Treasury moots tax-free savings accounts from March
THE Treasury is pushing for the introduction of tax-free savings accounts from March next year in an apparent effort to boost savings in South Africa’s stretched economy.
The department on Friday announced the publication of the draft notice and regulations required to allow for tax-free savings.
The Treasury said the objective of introducing taxfree saving accounts was to encourage individuals to save, which would reduce the financial vulnerability and reliance on debt when there were unexpected shocks to their normal income or sudden large expenditures.
“A secondary objective is to increase the overall level of savings in the economy, which would bring wider macroeconomic benefits,” it said.
The tax-free savings are discretionary non-retirement savings by households.
Any individual will be able to contribute up to R30 000 a year in tax-free savings and investments with a lifetime contribution limit of R500 000.
The draft notice, which was published on Friday, says licensed banks, long-term insurance companies, managers of registered collective investment schemes (unit trusts), authorised users and linked investment service providers will be able to offer tax-free savings accounts.
South Africa has a dismal savings rate, according to the South African Savings Institute.
While corporates are saving, the government and individual South Africans are not.
The Treasury published a technical discussion paper ”Incentivising non-retirement savings” on October 4, 2012, and the draft notice follows from that and the subsequent Taxation Laws Amendment Bill 2014.

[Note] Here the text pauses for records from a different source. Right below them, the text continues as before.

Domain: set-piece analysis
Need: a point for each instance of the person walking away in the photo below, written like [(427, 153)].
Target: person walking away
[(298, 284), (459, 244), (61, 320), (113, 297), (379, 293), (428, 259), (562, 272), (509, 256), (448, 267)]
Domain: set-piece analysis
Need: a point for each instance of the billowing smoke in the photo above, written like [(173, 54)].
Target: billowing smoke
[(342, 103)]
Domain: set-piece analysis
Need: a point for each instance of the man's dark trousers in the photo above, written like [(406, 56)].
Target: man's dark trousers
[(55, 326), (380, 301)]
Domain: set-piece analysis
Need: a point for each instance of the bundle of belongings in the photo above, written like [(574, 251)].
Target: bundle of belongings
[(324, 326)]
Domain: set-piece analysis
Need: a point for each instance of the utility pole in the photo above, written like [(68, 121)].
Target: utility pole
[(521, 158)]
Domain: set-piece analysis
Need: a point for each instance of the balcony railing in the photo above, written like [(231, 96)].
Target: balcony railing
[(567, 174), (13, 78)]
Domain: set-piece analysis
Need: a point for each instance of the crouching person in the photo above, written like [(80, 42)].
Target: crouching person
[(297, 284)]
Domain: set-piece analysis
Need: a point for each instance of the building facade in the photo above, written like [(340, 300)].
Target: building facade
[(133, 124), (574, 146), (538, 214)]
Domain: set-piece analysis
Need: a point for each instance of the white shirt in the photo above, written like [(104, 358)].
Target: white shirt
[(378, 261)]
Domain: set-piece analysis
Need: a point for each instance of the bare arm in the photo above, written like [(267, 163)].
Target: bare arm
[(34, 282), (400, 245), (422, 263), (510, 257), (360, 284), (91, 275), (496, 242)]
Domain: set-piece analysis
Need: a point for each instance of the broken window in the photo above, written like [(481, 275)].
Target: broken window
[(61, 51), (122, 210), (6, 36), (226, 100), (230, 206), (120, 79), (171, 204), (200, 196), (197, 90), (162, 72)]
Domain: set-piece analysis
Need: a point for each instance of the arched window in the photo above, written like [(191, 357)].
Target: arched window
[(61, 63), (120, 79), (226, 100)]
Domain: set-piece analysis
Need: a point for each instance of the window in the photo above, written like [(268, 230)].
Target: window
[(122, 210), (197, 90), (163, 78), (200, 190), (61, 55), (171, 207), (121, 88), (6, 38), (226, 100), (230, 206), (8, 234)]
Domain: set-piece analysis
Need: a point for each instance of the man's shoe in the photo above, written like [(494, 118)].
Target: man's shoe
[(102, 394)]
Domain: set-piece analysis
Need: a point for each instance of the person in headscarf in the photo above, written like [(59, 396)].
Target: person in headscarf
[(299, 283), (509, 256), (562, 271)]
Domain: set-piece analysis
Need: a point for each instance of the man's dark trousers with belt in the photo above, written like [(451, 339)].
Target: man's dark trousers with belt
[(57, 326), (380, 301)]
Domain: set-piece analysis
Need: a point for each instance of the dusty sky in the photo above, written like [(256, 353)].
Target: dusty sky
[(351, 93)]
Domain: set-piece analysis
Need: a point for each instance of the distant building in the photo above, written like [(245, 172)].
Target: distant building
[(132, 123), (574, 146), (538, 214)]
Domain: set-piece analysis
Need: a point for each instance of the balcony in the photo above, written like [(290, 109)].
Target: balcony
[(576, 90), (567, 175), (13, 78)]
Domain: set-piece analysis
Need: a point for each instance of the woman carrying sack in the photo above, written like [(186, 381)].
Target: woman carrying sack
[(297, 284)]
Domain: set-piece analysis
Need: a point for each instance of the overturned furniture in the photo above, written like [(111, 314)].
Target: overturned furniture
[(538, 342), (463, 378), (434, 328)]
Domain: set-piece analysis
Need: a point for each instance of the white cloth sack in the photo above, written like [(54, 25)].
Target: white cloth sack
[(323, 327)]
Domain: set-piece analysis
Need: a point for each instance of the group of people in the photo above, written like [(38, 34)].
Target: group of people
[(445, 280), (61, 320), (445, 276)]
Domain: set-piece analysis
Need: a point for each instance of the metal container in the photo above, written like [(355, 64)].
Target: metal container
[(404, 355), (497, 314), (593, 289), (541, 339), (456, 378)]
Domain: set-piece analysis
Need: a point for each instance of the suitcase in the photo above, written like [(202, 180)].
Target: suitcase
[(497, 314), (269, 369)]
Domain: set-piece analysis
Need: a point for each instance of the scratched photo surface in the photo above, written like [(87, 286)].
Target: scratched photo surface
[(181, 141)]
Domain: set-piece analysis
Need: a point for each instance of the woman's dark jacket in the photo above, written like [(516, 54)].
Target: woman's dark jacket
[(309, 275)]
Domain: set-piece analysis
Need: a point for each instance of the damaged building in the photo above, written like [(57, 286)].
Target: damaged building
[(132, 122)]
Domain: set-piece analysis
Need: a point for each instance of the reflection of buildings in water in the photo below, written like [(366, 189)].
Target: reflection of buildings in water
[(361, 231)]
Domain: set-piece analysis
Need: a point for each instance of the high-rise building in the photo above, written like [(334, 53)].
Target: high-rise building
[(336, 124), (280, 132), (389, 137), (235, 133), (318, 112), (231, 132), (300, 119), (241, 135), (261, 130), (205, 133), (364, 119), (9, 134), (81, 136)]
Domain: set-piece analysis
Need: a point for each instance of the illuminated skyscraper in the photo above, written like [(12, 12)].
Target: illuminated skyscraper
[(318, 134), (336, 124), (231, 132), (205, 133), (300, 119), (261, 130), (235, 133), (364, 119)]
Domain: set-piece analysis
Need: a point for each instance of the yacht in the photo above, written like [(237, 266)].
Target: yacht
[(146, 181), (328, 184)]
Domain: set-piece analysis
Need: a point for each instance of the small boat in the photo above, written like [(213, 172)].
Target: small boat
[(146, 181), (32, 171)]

The Treasury said on Friday the savings products might not have restrictions on when returns were paid or on the level of returns paid to the individual. Products with performance fees will also not qualify as tax-free investments.
It said products that exposed an investor to an excessive level of market risk were excluded. Products must allow individuals to be able to access their savings and investment within seven business days after they requested it.
The Treasury said service providers must be transparent in how they offered tax-free savings and investments and would have to comply with existing disclosure parameters outlined in the legislation.
Econometrix said on Friday the debt position of households could be expected to remain strained over the medium term due to high inflation, averaging an annual 6.2 percent target band over the year’s first six months, although it declined back within the 3 percent to 6 percent target range at 5.9 percent in September.
This was also due to higher debt servicing costs, following rate hikes, which raised the repo rate to 5.75 percent, high debt levels and a weak economic growth outlook.
Deon Fourie, an economist at Econometrix, said total household debt declined on an annual growth basis to 4.7 per- cent in the second quarter from 5.4 percent in the previous one.
While household debt as a percentage of disposable income continued to decline for the fourth consecutive quarter to 73.5 percent in the second quarter, from 74.4 percent in the first quarter, household debt stress was intensified by an unchanged income-gearing ratio.
Income-gearing ratio is debt servicing cost as a percentage of personal disposable income.
He said the TransUnion Consumer Credit Index for the third quarter persisted below the 50 point mark for the eleventh straight quarter, indicating the credit health of consumers continued weakening.